Escribir
con tinta tiene sus bemoles. Debe secarse antes de girar una carilla y eso le
da una parsimonia de tiempo muerto que permite escuchar el entorno: ladrido de
perros en la noche, dos guau atrás de la medianera y un repique más lejano de
otro can que no identifico. Autos presurosos. Un acúfeno débil que percibo más
intenso en esos lapsos. Tren de carga. Mientras espero que se seque siento
náuseas. Un cigarrillo después del gimnasio puede ser gatillo de ese vahído que
recorre el estómago y sube por el pecho hasta nublar la vista. Mejor no me
muevo. Espero que desaparezca, mientras se seca la tinta. El cigarrillo… es
mentira. Fumo desde los quince, al menos de forma habitual. Antes había probado
a los siete: un colorado hurtado de la marquilla de mi viejo, o de mi vieja.

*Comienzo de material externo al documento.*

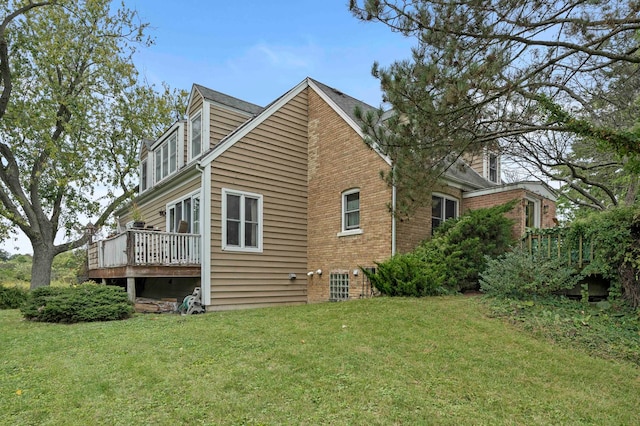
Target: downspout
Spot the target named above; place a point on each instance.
(393, 214)
(205, 257)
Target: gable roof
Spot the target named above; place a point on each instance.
(461, 172)
(345, 106)
(230, 101)
(345, 102)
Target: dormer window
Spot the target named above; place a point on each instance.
(144, 176)
(196, 135)
(165, 157)
(493, 168)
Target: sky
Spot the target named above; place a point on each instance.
(258, 50)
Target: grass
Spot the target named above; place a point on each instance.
(380, 361)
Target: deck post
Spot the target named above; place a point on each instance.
(131, 288)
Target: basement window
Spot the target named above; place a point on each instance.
(338, 287)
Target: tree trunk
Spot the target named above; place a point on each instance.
(41, 268)
(632, 190)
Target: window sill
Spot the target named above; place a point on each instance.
(242, 249)
(350, 232)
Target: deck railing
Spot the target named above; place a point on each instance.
(553, 243)
(144, 247)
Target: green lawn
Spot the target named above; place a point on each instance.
(380, 361)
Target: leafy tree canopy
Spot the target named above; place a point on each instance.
(76, 113)
(487, 73)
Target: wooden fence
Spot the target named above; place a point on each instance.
(553, 244)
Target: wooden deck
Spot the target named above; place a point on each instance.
(145, 253)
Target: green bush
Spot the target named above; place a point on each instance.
(84, 303)
(615, 236)
(12, 297)
(450, 261)
(519, 275)
(406, 275)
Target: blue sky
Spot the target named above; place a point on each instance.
(256, 51)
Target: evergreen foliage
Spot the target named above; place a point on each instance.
(489, 73)
(450, 261)
(12, 297)
(83, 303)
(519, 275)
(615, 235)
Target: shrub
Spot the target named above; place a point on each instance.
(407, 275)
(12, 297)
(84, 303)
(452, 260)
(519, 275)
(615, 236)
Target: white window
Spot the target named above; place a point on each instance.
(338, 286)
(241, 221)
(185, 210)
(350, 212)
(196, 136)
(531, 213)
(493, 168)
(144, 176)
(165, 157)
(442, 208)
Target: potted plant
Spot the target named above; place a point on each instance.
(138, 221)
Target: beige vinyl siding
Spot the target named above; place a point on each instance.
(196, 104)
(223, 121)
(144, 151)
(151, 209)
(271, 160)
(185, 142)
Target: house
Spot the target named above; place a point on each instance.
(280, 205)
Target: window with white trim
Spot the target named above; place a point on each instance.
(165, 158)
(196, 136)
(338, 286)
(186, 209)
(531, 213)
(442, 208)
(493, 168)
(144, 175)
(351, 210)
(241, 221)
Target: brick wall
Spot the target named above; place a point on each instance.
(338, 161)
(413, 230)
(518, 213)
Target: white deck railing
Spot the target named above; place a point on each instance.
(142, 247)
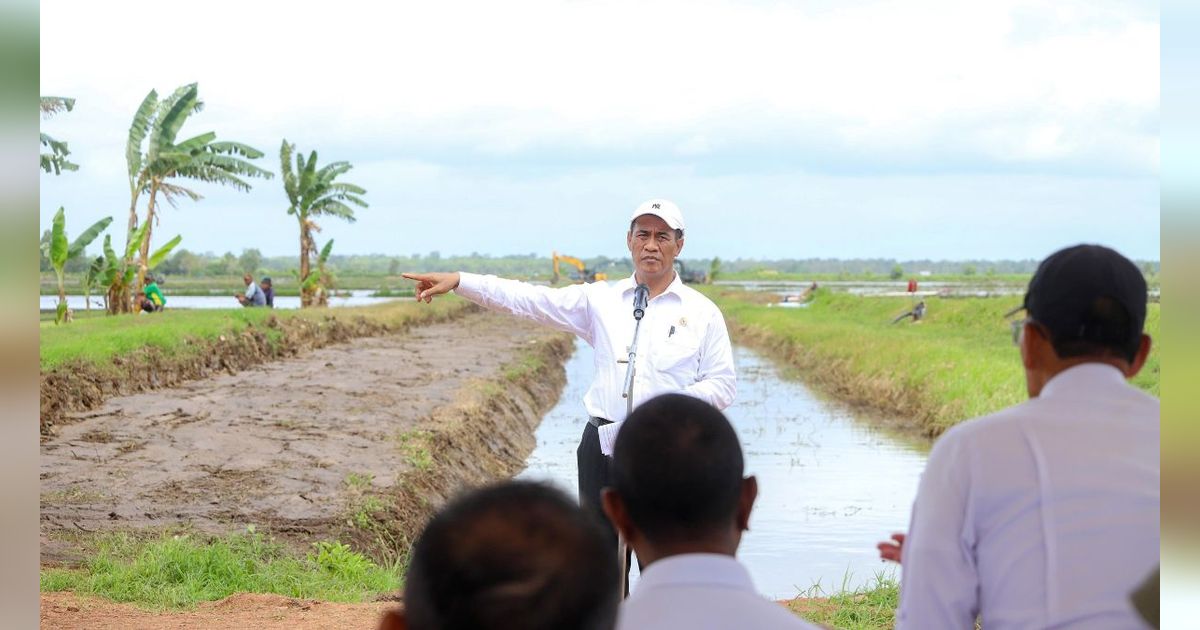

Sacaba alternativamente de uno y de
otro, así no no notaban la falta, aunque alguna vez se preguntaron “che, vos me fumaste algún pucho?” y
quedaban en “No, estás loco, te los habrás
fumado sin darte cuenta…”. Recuerdo, mientras se seca la tinta. No, las
náuseas no son por el pucho, aunque me haya fumado un atado compulsivo sin
solución de continuidad, para llenar el espacio solitario de la boca con las
volutas nicotínicas, ardiendo la brasa casi más larga que el filtro, golpeando
los receptores lipidicos del cerebro con su encastre taquicardizante.
Mientras se seca la tinta, en un tiempo real marcado por la
marcha indiferente de la aguja plateada del segundero, la parsimonia de la respiración
de la gata, ajena en su universo animal a los sobresaltos que no impliquen
cuestiones bien prácticas y recurrentes como un maullido amenazante en el
patio, o la urgencia miccional, casi lo único que puede moverla de su siesta;
me vuelve el recuerdo intruso...el mismo siempre.